In many cases, the extent of the changes and optimizations made it impossible to use the slow @Deprecated annotation with eventual removal. Manual changes to code will be required to migrate code.

ℹ️ If you encounter difficulty in migrating some code constructs please open an issue with details of the construct to be migrated.

Major improvements include:

  • New implementation of SegmentedSequence using binary offset tree with efficient access, storage and instantiation.

  • New SequenceBuilder class, used to create segmented sequences of arbitrary content without concern for segment ordering or whether they share a common base sequence.

    A segment which cannot be converted to an offset range from the base sequence will be converted to out of base characters, preserving the expected character sequence result.

    The builder will optimize literal characters when they match corresponding base sequence characters with special handling of spaces and EOL characters. This means that adding literal spaces and EOL characters instead of using a subsequence will result in them being efficiently replaced by segments from the original base sequence.

    For convenience, an instance of SequenceBuilder can be obtained from any based sequence through BasedSequence.getBuilder() method.

  • New LineAppendable implementation used for rendering text. Internally, the class builds a list of lines and keeps track of each line's prefix portion, allowing efficient access and manipulation of lines and prefixes in the rendered result.

    The generated BasedSequence result will result in a SegmentedSequence with offsets into the source sequence preserved, allowing mapping offsets in result to original sequence.

    The result lines are stored as separate BasedSequences to maximize preservation of original sequence offset information when the rendering rearranges the lines of the source, as in the case of formatting with reference definition sorting or MarkdownTable sorting.
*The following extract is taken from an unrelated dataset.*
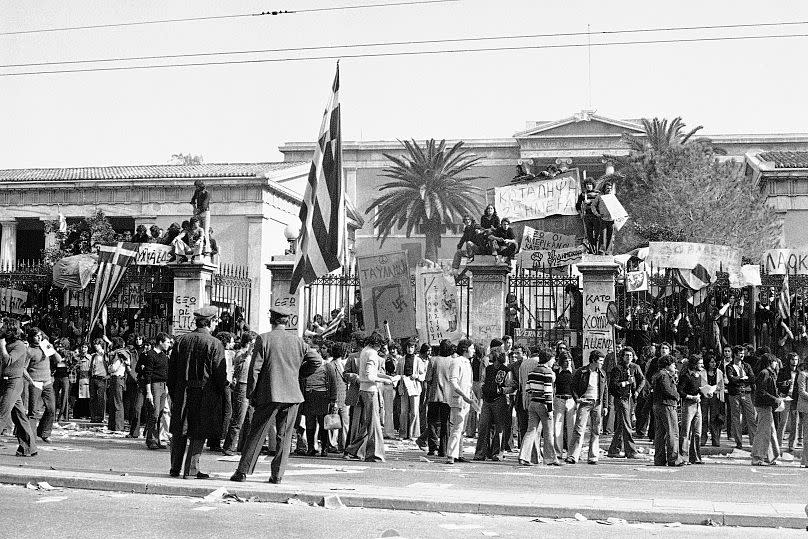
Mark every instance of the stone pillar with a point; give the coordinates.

  • Formatting module is now part of the core library with additional features:

    • Paragraph text wrapping to fit within the set right margin.
    • Source offset tracking from formatted to original markdown
    • Table formatting includes sorting by columns and transpose table methods

Summary

  • Major reorganization and code cleanup of implementation
    • Formatter implementation is now part of core implementation in flexmark module

    • Formatter improved with more options including wrapping text to margins.

      • added ability to track and map source offset(s) to their index in formatted sequence. This feature allows editor caret position preservation across formatting operation.
      • Offset tracking unified using TrackedOffset. Used by MarkdownParagraph for text wrapping and MarkdownTable for table formatting and able to handle caret position during typing and backspace editing operations which are immediately followed by formatting or the edited source.
    • Tests cleaned up to eliminate duplication and hacks

    • flexmark-test-util made reusable for other projects. Having markdown as the source code for tests is too convenient for use only in flexmark-java tests.

    • Optimized SegmentedSequence implementation using binary trees for searching segments and byte efficient segment packing. Parser performance is either slightly improved or not affected but allows using SegmentedSequences for collecting Formatter and HtmlRenderer output to track source location of all text with minimal overhead and double the performance of old implementation.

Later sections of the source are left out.